Sem alarde, a gestão do prefeito João Doria (PSDB) esvaziou
um programa que prevê transformar ruas em espaços de lazer aos domingos e
feriados –com liberação das pistas para os pedestres e fechamento para os
carros.
O projeto criado sob Fernando Haddad (PT) foi iniciado pela
avenida Paulista, em 2015, e, após críticas de que só priorizava a região
central, acabou expandido para outras 28 vias espalhadas pela cidade. O petista
promulgou uma lei oficializando a ação dias antes de sair do cargo.
Neste ano, parte dessas vias, em regiões distintas (zonas
norte, oeste e central), não tem mais sido aberta para pedestres e fechada para
carros aos domingos e feriados.
Em alguns casos, a ação tem sido feita de forma intermitente
–a avenida Sumaré, em Pinheiros (zona oeste), por exemplo, esteve liberada para
veículos nos últimos dois domingos. Em outros, a suspensão já atinge um mês.
A Folha conversou com moradores e usuários de cinco ruas, de
diferentes bairros, afetadas pelas mudanças. Eles dizem que a interrupção
ocorreu sem aviso prévio. Em um caso, após reclamação, a prefeitura regional
afirmou que a ação estava suspensa.
A reportagem ouviu de funcionários nomeados pela gestão
Doria que estão sendo discutidas mudanças no projeto, batizado por Haddad de
Ruas Abertas, e até a possibilidade de acabá-lo. Questionada, a prefeitura nega
a intenção.
"A impressão que dá é que estão fazendo um desmonte sem
alarde", afirma a arquiteta Paola Paes Manso, 47. Ela costumava frequentar
com os filhos a rua Engenheiro Luiz Gomes Cardim Sangirardi, na Aclimação
(região central).
Paola afirma que levava os filhos até a via para andar de
bicicleta, já que no parque da Aclimação, ao lado, esse tipo de prática é
proibida.
"Eu estou perto da Paulista, mas na rua aberta o
público é diferente. A gente encontra vizinhos, pais da escola do bairro,
propicia de uma humanização do bairro", diz.

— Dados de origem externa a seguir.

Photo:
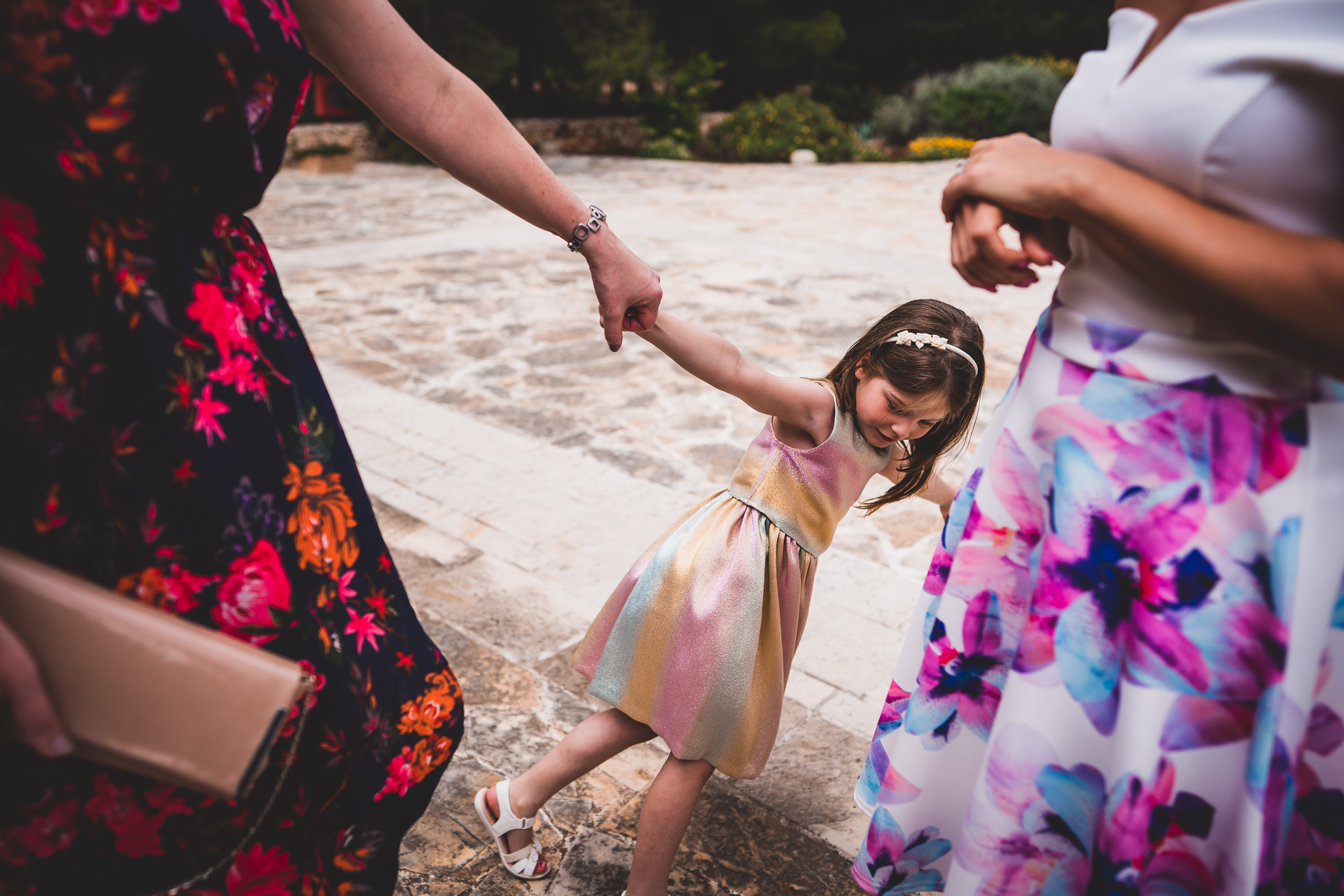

Ela conta ter procurado vereadores e a Prefeitura Regional
da Vila Mariana. Ali, recebeu a informação sobre a suspensão do programa.
Neste domingo (7), a reportagem visitou a avenida. Pelo
asfalto só passavam carros, e pedestres corriam na calçada.
No Jardim Peri (zona norte), moradores afirmam que a avenida
Koshun Takara, em um ano, virou o mais importante espaço de lazer do bairro.
Alguns levavam um saco com objetos para brincadeiras, como
cordas e giz para pintar o chão. Deixavam as crianças brincando na rua, sem se
preocupar com o perigo de atropelamento.
"Primeiro deixaram de colocar o cavalete na rua em
alguns fins de semana. Depois, deixaram de tirar. Faz um mês que o pessoal da
CET [Companhia de Engenharia de Tráfego] parou de vir. É uma grande perda para
nós", afirma o técnico de informática Roberson Miguel, 34.
Na avenida Sumaré, a suspensão do fechamento da via para
lazer nos últimos três dias em que isso deveria ter ocorrido (dois domingos e o
feriado de 1º de maio) levou moradores a se queixarem em redes sociais. Eles
dizem também que não houve avisos. Depois da Paulista, a avenida era uma das
que mais recebia pedestres e ciclistas.
Na av. Paulista, a ação foi marcada por polêmica, devido à
resistência principalmente de comerciantes –que diziam temer a perda de
clientes.
AJUSTE
O vereador José Police Neto (PSD), da Comissão de Política
Urbana da Câmara Municipal, foi procurado por moradores dos bairros preocupados
com o possível fim do programa, que ele diz considerar importante "porque
mostra que a rua quando não tem carros tem outras utilidades".
Integrante da base de Doria, ele diz, no entanto, que não
acredita se tratar de um esvaziamento do programa, mas de fase de
"ajustes".
"O projeto tem seus méritos e competências e, em alguns
casos, pode ter erro na aplicação, de não conseguir fazer o projeto de
comunicação e por conta disso não ter o público esperado", diz.
Para Camila D'ottaviano, professora de urbanismo da USP e
pesquisadora do uso de ruas por pedestres, o projeto deu certo em poucos meses.
"Existe uma grande demanda por espaços públicos na cidade. Seria uma pena
que acabasse", afirma.
OUTRO LADO
A gestão João Doria (PSDB) negou, em nota, a intenção de
acabar com o programa Ruas Abertas, mas, questionada, não explicou o motivo
para a iniciativa ter sido suspensa em diferentes ruas.
Em relação à avenida Sumaré, a prefeitura afirmou que não
fechou a rua para carros no dia 30 (domingo) e 1º (segunda-feira) devido aos
eventos programados para festejos do Dia do Trabalho. "A CET priorizou os
eventos de maior concentração de pessoas, inclusive a abertura da avenida
Paulista para as atividades de lazer", afirmou.
A gestão Doria não informou, porém, a razão para a via não
ter sido liberada aos pedestres (e fechada aos carros) no último fim de semana.
A administração diz que o programa será retomado no próximo domingo na via.
A reportagem também não obteve resposta sobre a suspensão da
ação em diversos finais de semana nas seguintes vias: Engenheiro Luiz Gomes
Cardim Sangirardi (Aclimação), Henrique Chamma (Itaim Bibi), Luiz Dumont
Vilares (Santana) e Koshun Takara (Jardim Peri).
A gestão Doria convocou audiência sobre a realização do
programa na Medeiros de Albuquerque, em Pinheiros (zona oeste), devido a
reclamações que diz ter recebido.
Na campanha, Doria se comprometeu a manter o programa
Paulista Aberta, que fecha a avenida para carros, mas não mencionou se tinha
planos de fazer o mesmo em relação às outras vias.